Casualty-based insurer Tower Group International (TWGP) collapsed on Dec. 18 as the company added an additional $105 million in loss reserves after already adding $365 million earlier in the year. The loss reserves now double the market cap of the entire company, who responded by firing 10 percent of their workforce and shedding almost 30 percent of its valuation.
Tower Group’s woes first began as they struggled to pay off claims relating to property damages incurred from Superstorm Sandy. However, the Bermuda-based company’s woes cannot merely be blamed on an act of God, with additional losses for the company incurred via worker’s compensation claims, commercial liability, commercial auto policies, and massive internal structuring.
The restatement of loss reserves in the fiscal years 2009 through 2011 further damaged the company’s bottom line, and sent investors fleeing in droves. While it looked for a time that the insurer could absorb the misfortunes and eventually rebound, it now appears the obvious options for Tower Group are a fire sale of part or all of their assets.

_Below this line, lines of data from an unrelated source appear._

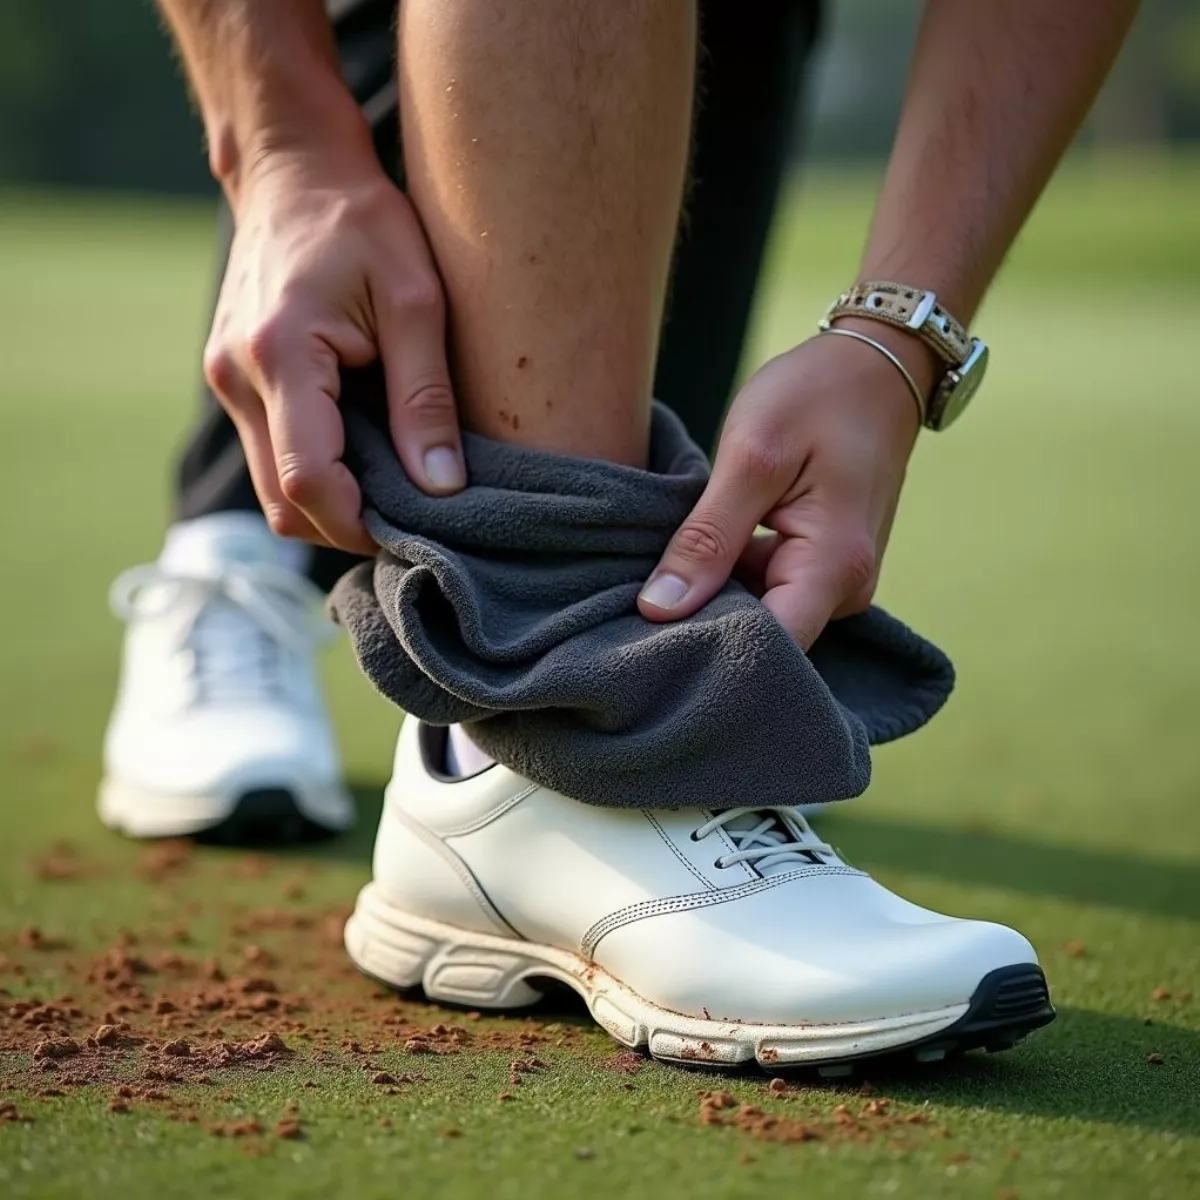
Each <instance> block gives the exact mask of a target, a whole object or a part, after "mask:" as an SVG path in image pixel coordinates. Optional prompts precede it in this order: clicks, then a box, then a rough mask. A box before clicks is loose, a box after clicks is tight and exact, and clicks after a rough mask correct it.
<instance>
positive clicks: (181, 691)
mask: <svg viewBox="0 0 1200 1200" xmlns="http://www.w3.org/2000/svg"><path fill="white" fill-rule="evenodd" d="M289 553H293V547H292V546H290V545H289V544H288V542H284V541H283V540H282V539H278V538H276V536H275V535H274V534H272V533H271V532H270V529H269V528H268V526H266V522H265V521H264V520H263V518H262V517H260V516H258V515H257V514H251V512H222V514H216V515H214V516H208V517H200V518H198V520H196V521H188V522H185V523H182V524H178V526H175V527H173V528H172V529H170V532H169V533H168V536H167V545H166V548H164V550H163V554H162V557H161V558H160V559H158V562H157V563H155V564H152V565H149V566H138V568H133V569H132V570H130V571H126V572H125V574H124V575H121V576H120V577H119V578H118V580H116V582H115V583H114V584H113V590H112V596H110V600H112V605H113V608H114V611H115V612H116V613H118V616H120V617H122V618H124V619H126V620H127V622H128V624H130V628H128V631H127V634H126V637H125V653H124V662H122V668H121V683H120V689H119V691H118V697H116V707H115V709H114V712H113V716H112V720H110V721H109V726H108V733H107V736H106V739H104V769H106V776H104V781H103V784H102V785H101V788H100V815H101V818H102V820H103V821H104V823H106V824H108V826H110V827H113V828H114V829H119V830H121V832H124V833H126V834H130V835H132V836H134V838H164V836H180V835H187V834H199V833H204V834H205V835H208V836H211V838H216V839H218V840H227V841H289V840H295V839H298V838H302V836H307V835H312V834H314V833H329V832H336V830H341V829H346V828H348V827H349V826H350V824H352V823H353V821H354V809H353V805H352V803H350V799H349V797H348V794H347V792H346V790H344V787H343V786H342V781H341V764H340V762H338V755H337V746H336V744H335V742H334V733H332V730H331V727H330V722H329V716H328V715H326V713H325V706H324V702H323V698H322V695H320V688H319V684H318V680H317V672H316V649H317V646H318V644H319V643H320V642H323V641H325V640H328V638H329V636H331V634H332V631H334V626H332V625H331V624H330V623H329V622H328V620H326V619H325V618H324V616H322V614H320V613H319V610H318V607H317V606H318V604H319V600H320V593H319V592H318V589H317V588H314V587H313V586H312V584H311V583H310V582H308V580H306V578H305V577H304V576H302V575H300V574H298V571H296V570H293V569H292V568H290V566H289V565H287V558H288V556H289Z"/></svg>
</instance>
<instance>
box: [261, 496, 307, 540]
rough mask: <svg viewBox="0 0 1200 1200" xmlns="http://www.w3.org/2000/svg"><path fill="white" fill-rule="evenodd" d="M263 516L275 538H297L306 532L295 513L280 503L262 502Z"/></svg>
mask: <svg viewBox="0 0 1200 1200" xmlns="http://www.w3.org/2000/svg"><path fill="white" fill-rule="evenodd" d="M263 516H265V517H266V523H268V524H269V526H270V528H271V533H274V534H275V535H276V538H299V536H302V535H304V534H305V533H307V528H306V526H305V524H304V522H301V521H300V518H299V517H298V516H296V514H295V512H294V511H293V510H292V509H289V508H286V506H284V505H282V504H264V505H263Z"/></svg>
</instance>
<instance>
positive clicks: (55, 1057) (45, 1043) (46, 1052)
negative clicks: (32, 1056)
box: [34, 1038, 82, 1058]
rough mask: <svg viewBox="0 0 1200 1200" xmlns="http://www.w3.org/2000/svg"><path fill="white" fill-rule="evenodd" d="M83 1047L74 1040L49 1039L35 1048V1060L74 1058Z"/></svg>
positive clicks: (39, 1044) (41, 1043)
mask: <svg viewBox="0 0 1200 1200" xmlns="http://www.w3.org/2000/svg"><path fill="white" fill-rule="evenodd" d="M80 1050H82V1046H80V1045H79V1043H78V1042H76V1039H74V1038H47V1039H46V1040H44V1042H38V1043H37V1045H36V1046H34V1057H35V1058H73V1057H74V1056H76V1055H77V1054H79V1052H80Z"/></svg>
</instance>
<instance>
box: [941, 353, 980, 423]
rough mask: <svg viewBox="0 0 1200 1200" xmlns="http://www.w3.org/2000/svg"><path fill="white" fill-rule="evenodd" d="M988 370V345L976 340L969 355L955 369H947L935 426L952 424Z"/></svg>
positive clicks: (942, 385) (972, 393)
mask: <svg viewBox="0 0 1200 1200" xmlns="http://www.w3.org/2000/svg"><path fill="white" fill-rule="evenodd" d="M986 372H988V347H986V346H984V343H983V342H980V341H976V343H974V346H973V348H972V350H971V354H970V356H968V358H967V360H966V362H964V364H962V366H961V367H959V368H958V370H956V371H948V372H947V374H946V379H944V382H943V383H942V388H941V392H942V403H941V404H940V410H938V413H937V415H936V418H935V426H934V427H935V428H937V430H944V428H946V427H947V426H948V425H953V424H954V421H955V420H958V418H959V416H961V414H962V409H965V408H966V407H967V404H970V403H971V397H972V396H973V395H974V394H976V392H977V391H978V390H979V384H982V383H983V377H984V376H985V374H986Z"/></svg>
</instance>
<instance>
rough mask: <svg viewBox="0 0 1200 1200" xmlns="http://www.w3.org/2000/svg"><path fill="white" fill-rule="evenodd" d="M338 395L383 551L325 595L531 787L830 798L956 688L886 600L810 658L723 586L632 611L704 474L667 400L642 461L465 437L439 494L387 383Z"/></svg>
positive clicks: (831, 629) (416, 713) (370, 652)
mask: <svg viewBox="0 0 1200 1200" xmlns="http://www.w3.org/2000/svg"><path fill="white" fill-rule="evenodd" d="M348 395H350V396H356V397H358V398H359V402H354V403H349V404H347V406H346V409H344V415H346V430H347V462H348V464H349V466H350V469H352V470H353V472H354V474H355V475H356V478H358V480H359V482H360V485H361V487H362V494H364V499H365V508H364V518H365V521H366V526H367V528H368V529H370V532H371V534H372V536H373V538H374V539H376V540H377V541H378V542H379V546H380V547H382V548H380V551H379V554H378V556H377V557H376V559H374V562H372V563H364V564H361V565H359V566H356V568H354V569H353V570H352V571H349V572H348V574H347V575H346V576H343V577H342V580H341V581H340V582H338V583H337V584H336V587H335V588H334V592H332V595H331V599H330V608H331V612H332V614H334V617H335V619H336V620H337V622H338V623H340V624H341V625H343V626H344V628H346V629H347V630H348V631H349V635H350V640H352V642H353V643H354V652H355V654H356V656H358V660H359V664H360V665H361V667H362V670H364V671H365V672H366V674H367V677H368V678H370V679H371V682H372V683H373V684H374V685H376V686H377V688H378V689H379V691H382V692H383V695H384V696H386V697H388V698H389V700H391V701H392V702H394V703H396V704H398V706H400V707H401V708H402V709H404V710H406V712H407V713H410V714H413V715H415V716H418V718H420V719H421V720H425V721H430V722H432V724H436V725H450V724H455V722H466V724H467V725H468V728H469V733H470V737H472V738H473V739H474V742H475V743H476V744H478V745H479V746H480V748H481V749H482V750H484V751H485V752H486V754H487V755H490V756H491V757H493V758H496V760H497V761H498V762H502V763H504V764H505V766H508V767H511V768H512V769H514V770H517V772H520V773H521V774H523V775H526V776H528V778H529V779H532V780H534V781H535V782H538V784H541V785H544V786H546V787H551V788H553V790H556V791H558V792H562V793H564V794H566V796H570V797H574V798H575V799H578V800H583V802H587V803H589V804H601V805H616V806H634V808H676V806H688V808H706V809H714V810H716V809H727V808H734V806H738V805H744V804H752V805H758V806H762V805H786V804H798V803H815V802H822V800H836V799H845V798H847V797H851V796H857V794H859V793H860V792H862V791H864V790H865V787H866V785H868V782H869V781H870V754H869V750H868V745H869V743H880V742H888V740H890V739H893V738H898V737H901V736H902V734H905V733H910V732H912V731H913V730H916V728H918V727H919V726H920V725H923V724H924V722H925V721H928V720H929V719H930V718H931V716H932V715H934V714H935V713H936V712H937V710H938V709H940V708H941V707H942V704H943V703H944V702H946V698H947V697H948V696H949V694H950V690H952V688H953V685H954V671H953V667H952V666H950V662H949V660H948V659H947V658H946V655H944V654H942V652H941V650H938V649H937V648H936V647H934V646H931V644H930V643H929V642H926V641H924V640H923V638H922V637H919V636H918V635H917V634H914V632H913V631H912V630H910V629H908V628H907V626H905V625H902V624H901V623H900V622H898V620H895V619H894V618H893V617H889V616H888V614H887V613H886V612H883V611H882V610H880V608H871V610H870V611H869V612H866V613H863V614H862V616H856V617H850V618H846V619H844V620H836V622H832V623H830V624H829V625H828V626H827V629H826V631H824V632H823V634H822V635H821V637H820V638H818V641H817V642H816V644H815V646H814V647H812V650H811V653H810V654H809V655H805V654H804V652H803V650H800V648H799V647H798V646H797V644H796V643H794V642H793V641H792V640H791V638H790V637H788V635H787V634H786V632H785V631H784V629H782V626H781V625H780V624H779V623H778V622H776V620H775V618H774V616H772V613H770V612H769V611H768V610H767V608H766V607H764V606H763V605H762V602H761V601H758V600H757V599H756V598H755V596H752V595H751V594H750V593H748V592H746V590H745V589H744V588H743V587H740V586H739V584H737V583H732V582H731V583H728V584H727V586H726V587H725V588H724V589H722V590H721V592H720V594H719V595H718V596H715V598H714V599H713V600H712V601H710V602H709V604H707V605H706V606H704V607H703V608H702V610H701V611H700V612H698V613H696V614H695V616H694V617H689V618H684V619H682V620H679V622H674V623H672V624H662V625H655V624H650V623H649V622H647V620H644V619H643V618H642V617H641V616H638V613H637V606H636V600H637V593H638V590H640V588H641V586H642V583H643V582H644V581H646V578H647V576H649V574H650V571H652V570H653V569H654V566H655V565H656V563H658V560H659V557H660V556H661V553H662V551H664V550H665V548H666V545H667V542H668V541H670V539H671V535H672V534H673V533H674V530H676V529H677V528H678V527H679V524H680V523H682V522H683V520H684V518H685V517H686V516H688V514H689V512H690V511H691V509H692V506H694V505H695V503H696V500H697V499H698V497H700V494H701V492H702V491H703V488H704V484H706V481H707V479H708V462H707V460H706V457H704V454H703V452H702V451H701V450H700V448H698V446H697V445H696V444H695V443H694V442H692V440H691V439H690V438H689V436H688V433H686V431H685V430H684V427H683V425H682V422H680V421H679V420H678V418H676V416H674V414H672V413H671V412H670V410H668V409H667V408H665V407H662V406H661V404H655V406H654V412H653V427H652V446H650V469H649V470H637V469H634V468H630V467H622V466H614V464H612V463H606V462H595V461H590V460H582V458H571V457H566V456H562V455H554V454H547V452H545V451H538V450H529V449H524V448H520V446H511V445H503V444H500V443H497V442H491V440H488V439H485V438H479V437H474V436H472V434H464V437H463V445H464V452H466V458H467V470H468V478H469V481H470V482H469V485H468V487H467V488H466V490H464V491H462V492H460V493H458V494H456V496H451V497H439V498H433V497H428V496H425V494H424V493H422V492H420V491H419V490H418V488H416V487H414V486H413V485H412V484H410V482H409V480H408V478H407V475H406V474H404V470H403V467H402V466H401V464H400V461H398V458H397V457H396V452H395V450H394V449H392V445H391V442H390V438H389V436H388V433H386V424H385V420H384V418H383V415H382V412H380V408H379V397H380V396H382V382H380V380H379V379H378V378H377V377H374V376H371V374H366V376H364V374H361V373H359V374H358V376H356V378H355V380H354V383H353V386H350V388H349V389H348ZM364 398H365V400H366V402H362V401H364Z"/></svg>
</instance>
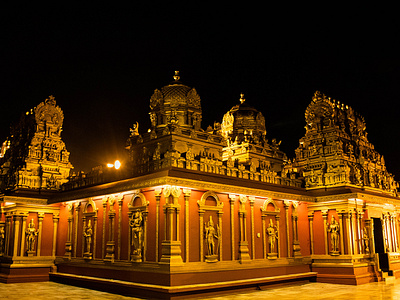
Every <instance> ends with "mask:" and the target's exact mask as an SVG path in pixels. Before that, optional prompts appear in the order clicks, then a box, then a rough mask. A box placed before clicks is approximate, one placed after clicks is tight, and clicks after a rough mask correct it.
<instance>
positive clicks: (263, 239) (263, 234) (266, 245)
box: [261, 215, 267, 259]
mask: <svg viewBox="0 0 400 300" xmlns="http://www.w3.org/2000/svg"><path fill="white" fill-rule="evenodd" d="M261 219H262V230H263V249H264V251H263V258H264V259H266V258H267V227H266V226H265V220H266V216H264V215H263V216H261Z"/></svg>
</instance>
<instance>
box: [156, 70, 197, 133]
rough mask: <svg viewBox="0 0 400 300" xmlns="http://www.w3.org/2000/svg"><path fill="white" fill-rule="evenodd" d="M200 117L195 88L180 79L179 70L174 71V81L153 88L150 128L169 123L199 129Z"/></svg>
mask: <svg viewBox="0 0 400 300" xmlns="http://www.w3.org/2000/svg"><path fill="white" fill-rule="evenodd" d="M201 118H202V115H201V104H200V96H199V95H198V94H197V91H196V89H195V88H191V87H189V86H187V85H184V84H183V83H182V82H181V81H180V76H179V71H175V75H174V81H172V82H171V83H170V84H168V85H166V86H164V87H162V88H161V90H159V89H156V90H154V93H153V95H152V96H151V98H150V120H151V129H152V130H154V129H158V128H162V127H165V126H167V125H170V124H174V125H178V126H181V127H186V128H190V129H194V130H199V129H200V128H201Z"/></svg>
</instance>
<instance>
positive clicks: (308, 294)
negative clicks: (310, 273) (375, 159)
mask: <svg viewBox="0 0 400 300" xmlns="http://www.w3.org/2000/svg"><path fill="white" fill-rule="evenodd" d="M193 298H194V297H193ZM193 298H192V299H193ZM254 298H257V300H262V299H268V300H271V299H279V300H291V299H296V300H300V299H311V298H312V299H337V300H338V299H356V300H366V299H379V300H386V299H395V300H396V299H398V300H400V279H397V280H396V281H394V283H385V282H375V283H369V284H365V285H359V286H349V285H341V284H328V283H303V284H295V285H292V286H285V287H279V288H265V289H263V290H255V291H248V292H240V293H231V294H224V295H221V296H210V297H197V298H196V299H208V300H226V299H234V300H238V299H254ZM0 299H19V300H23V299H29V300H35V299H39V300H41V299H46V300H57V299H96V300H102V299H130V300H135V299H141V298H135V297H127V296H121V295H115V294H110V293H106V292H100V291H95V290H90V289H85V288H80V287H75V286H70V285H64V284H60V283H55V282H40V283H12V284H4V283H0Z"/></svg>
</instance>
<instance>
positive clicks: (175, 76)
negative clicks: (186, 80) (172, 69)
mask: <svg viewBox="0 0 400 300" xmlns="http://www.w3.org/2000/svg"><path fill="white" fill-rule="evenodd" d="M180 78H181V77H180V76H179V71H175V75H174V80H175V81H178V80H179V79H180Z"/></svg>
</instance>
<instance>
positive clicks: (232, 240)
mask: <svg viewBox="0 0 400 300" xmlns="http://www.w3.org/2000/svg"><path fill="white" fill-rule="evenodd" d="M235 201H236V196H235V195H229V204H230V208H231V212H230V216H231V259H232V260H235V216H234V210H235V207H234V205H235Z"/></svg>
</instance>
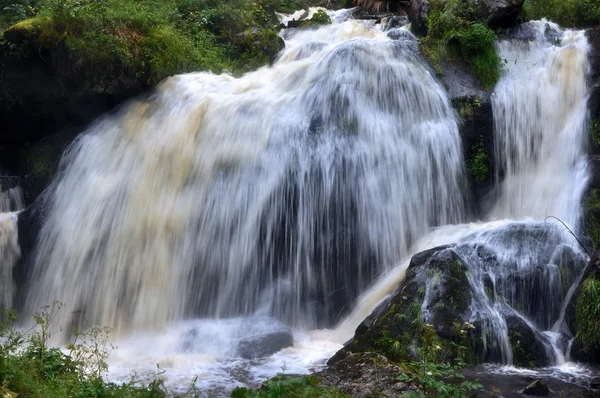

Analysts responded in kind, with a flurry of downgrades hitting the stock. Compass Point lowered their price target to $5.00 a share and downgraded Tower Group to “neutral.” FBR Capital Markets likewise cut their price target to $5.00 and downgraded to market perform.
Tower Group can claim the dubious title of being the financial sector’s worst performing stock in 2013, shedding over 80 percent of its market cap in 2013. The massive valuation dropoff began in August when the company first announced the surprise addition of hundreds of millions of loss reserves.
By midday on Dec. 18 Tower Group had dropped 29.3 percent to hit $2.77 a share. Tower Group has been covered extensively in Equities.com’s Turnaround Stock Portfolio, which has been tracking 10 separate beleaguered stocks since September.